The ability to store huge amounts of data is important, but it would be of little use if we could not access large amounts of that data quickly. Thus, very huge databases also require speed enhancers. One important speedup is through index structures, which we shall mention in "Overview of Query Processing" and cover comprehensively in "Index Structures". Another way to process more data in a given time is to use parallelism. This parallelism manifests itself in several ways.

For example, since the rate at which data can be read from a given disk is fairly low, a few megabytes per second, we can speed processing if we use many disks and read them in parallel (even if the data originates on tertiary storage, it is "cached" on disks before being accessed by the DBMS). These disks may be part of an organized parallel machine, or they may be components of a distributed system, in which many machines, each responsible for a part of the database, communicate over a high-speed network when required.

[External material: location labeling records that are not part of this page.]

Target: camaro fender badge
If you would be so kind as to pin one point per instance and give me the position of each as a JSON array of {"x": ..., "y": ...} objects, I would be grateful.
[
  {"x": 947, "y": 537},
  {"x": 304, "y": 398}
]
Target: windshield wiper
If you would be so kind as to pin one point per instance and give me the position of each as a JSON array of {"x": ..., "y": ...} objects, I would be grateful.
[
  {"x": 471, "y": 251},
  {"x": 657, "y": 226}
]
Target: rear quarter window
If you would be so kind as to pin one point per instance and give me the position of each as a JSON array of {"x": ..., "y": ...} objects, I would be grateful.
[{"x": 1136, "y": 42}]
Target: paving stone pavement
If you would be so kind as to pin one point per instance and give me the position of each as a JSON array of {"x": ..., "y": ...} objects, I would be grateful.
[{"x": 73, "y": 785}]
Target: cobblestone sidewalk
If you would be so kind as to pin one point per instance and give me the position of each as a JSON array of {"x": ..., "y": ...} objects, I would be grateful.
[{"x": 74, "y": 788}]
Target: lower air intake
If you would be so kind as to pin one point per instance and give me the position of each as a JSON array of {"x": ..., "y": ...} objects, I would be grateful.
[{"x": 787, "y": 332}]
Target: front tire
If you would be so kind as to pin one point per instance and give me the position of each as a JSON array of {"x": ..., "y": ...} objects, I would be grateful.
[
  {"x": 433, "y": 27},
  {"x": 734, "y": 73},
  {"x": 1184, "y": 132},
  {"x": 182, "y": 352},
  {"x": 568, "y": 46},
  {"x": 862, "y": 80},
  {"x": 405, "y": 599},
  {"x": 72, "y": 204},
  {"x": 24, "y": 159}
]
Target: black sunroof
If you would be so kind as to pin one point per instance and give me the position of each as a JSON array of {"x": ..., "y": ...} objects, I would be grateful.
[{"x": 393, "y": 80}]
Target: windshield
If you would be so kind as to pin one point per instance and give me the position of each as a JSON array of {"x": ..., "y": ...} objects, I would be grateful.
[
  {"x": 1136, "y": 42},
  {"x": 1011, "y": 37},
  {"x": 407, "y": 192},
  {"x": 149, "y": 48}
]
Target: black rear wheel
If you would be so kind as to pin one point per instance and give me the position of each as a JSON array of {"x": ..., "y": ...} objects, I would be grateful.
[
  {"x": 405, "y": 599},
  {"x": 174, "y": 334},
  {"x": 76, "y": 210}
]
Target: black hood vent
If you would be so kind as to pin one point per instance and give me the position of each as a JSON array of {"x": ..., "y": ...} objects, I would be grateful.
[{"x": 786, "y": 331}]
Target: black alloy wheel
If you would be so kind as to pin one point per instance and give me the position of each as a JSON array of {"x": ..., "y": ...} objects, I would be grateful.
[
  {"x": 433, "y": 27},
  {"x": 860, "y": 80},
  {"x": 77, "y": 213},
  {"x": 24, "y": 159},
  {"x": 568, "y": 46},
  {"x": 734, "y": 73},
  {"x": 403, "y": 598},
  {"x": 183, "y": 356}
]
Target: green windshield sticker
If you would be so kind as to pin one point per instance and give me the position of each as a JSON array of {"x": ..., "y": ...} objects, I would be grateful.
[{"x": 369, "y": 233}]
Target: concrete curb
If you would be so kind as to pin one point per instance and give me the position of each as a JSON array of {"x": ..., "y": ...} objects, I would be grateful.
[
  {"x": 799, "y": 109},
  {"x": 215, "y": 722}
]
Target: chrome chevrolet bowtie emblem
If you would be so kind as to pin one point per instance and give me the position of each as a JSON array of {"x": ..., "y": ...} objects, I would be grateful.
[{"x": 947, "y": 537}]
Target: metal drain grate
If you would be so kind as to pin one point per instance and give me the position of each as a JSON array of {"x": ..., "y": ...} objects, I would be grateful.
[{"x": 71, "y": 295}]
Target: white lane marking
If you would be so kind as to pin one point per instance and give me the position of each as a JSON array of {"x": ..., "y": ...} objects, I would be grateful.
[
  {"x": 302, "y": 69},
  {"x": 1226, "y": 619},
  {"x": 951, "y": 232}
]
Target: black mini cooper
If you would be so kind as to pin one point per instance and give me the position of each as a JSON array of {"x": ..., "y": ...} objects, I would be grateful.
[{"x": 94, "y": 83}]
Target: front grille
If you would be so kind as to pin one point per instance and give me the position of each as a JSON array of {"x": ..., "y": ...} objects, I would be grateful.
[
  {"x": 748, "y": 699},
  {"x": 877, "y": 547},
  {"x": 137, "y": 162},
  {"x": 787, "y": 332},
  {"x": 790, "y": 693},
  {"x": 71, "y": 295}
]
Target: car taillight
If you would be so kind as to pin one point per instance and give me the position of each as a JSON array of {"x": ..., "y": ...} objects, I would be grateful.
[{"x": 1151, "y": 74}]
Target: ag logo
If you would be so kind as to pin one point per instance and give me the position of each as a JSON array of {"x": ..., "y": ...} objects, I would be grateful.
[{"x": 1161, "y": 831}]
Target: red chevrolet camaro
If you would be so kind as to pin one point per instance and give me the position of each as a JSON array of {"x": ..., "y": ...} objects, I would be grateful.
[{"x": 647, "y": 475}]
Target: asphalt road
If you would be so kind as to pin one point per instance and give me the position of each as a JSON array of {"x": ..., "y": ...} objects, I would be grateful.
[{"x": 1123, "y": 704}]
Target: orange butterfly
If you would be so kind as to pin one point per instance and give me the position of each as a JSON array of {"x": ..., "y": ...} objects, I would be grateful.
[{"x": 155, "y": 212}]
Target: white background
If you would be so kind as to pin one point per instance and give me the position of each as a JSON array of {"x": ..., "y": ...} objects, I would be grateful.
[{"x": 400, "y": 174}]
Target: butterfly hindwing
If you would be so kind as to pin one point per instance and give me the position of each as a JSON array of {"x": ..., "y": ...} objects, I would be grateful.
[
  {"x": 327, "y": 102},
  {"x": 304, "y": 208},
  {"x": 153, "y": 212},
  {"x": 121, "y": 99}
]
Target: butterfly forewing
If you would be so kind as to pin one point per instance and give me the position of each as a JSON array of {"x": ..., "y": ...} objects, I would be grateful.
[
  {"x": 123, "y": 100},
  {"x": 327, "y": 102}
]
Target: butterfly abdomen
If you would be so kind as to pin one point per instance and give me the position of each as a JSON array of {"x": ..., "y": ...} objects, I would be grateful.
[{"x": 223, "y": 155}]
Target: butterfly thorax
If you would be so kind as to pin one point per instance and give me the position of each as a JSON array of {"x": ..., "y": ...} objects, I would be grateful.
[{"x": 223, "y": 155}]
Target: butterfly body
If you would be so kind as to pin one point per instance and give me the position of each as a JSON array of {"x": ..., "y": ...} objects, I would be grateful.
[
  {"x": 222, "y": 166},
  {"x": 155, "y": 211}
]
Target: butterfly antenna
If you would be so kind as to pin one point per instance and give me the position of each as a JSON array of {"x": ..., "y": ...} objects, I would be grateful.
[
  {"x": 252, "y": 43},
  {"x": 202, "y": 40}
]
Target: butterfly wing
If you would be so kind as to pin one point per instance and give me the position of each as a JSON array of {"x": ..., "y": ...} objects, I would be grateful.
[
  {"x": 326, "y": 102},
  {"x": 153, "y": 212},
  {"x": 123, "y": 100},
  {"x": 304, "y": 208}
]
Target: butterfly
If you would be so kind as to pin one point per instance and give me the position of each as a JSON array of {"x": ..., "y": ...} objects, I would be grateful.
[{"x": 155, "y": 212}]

Certainly, the ability to shift data rapidly, like the ability to store huge amounts of data, does not by itself guarantee that queries can be answered quickly. We still need to use algorithms that break queries up in ways that allow parallel computers or networks of distributed computers to make efficient use of all the resources. Thus, parallel and distributed management of very huge databases remains an active area of research and development; we consider some of its important ideas in "Parallel Algorithms for Relational Operations".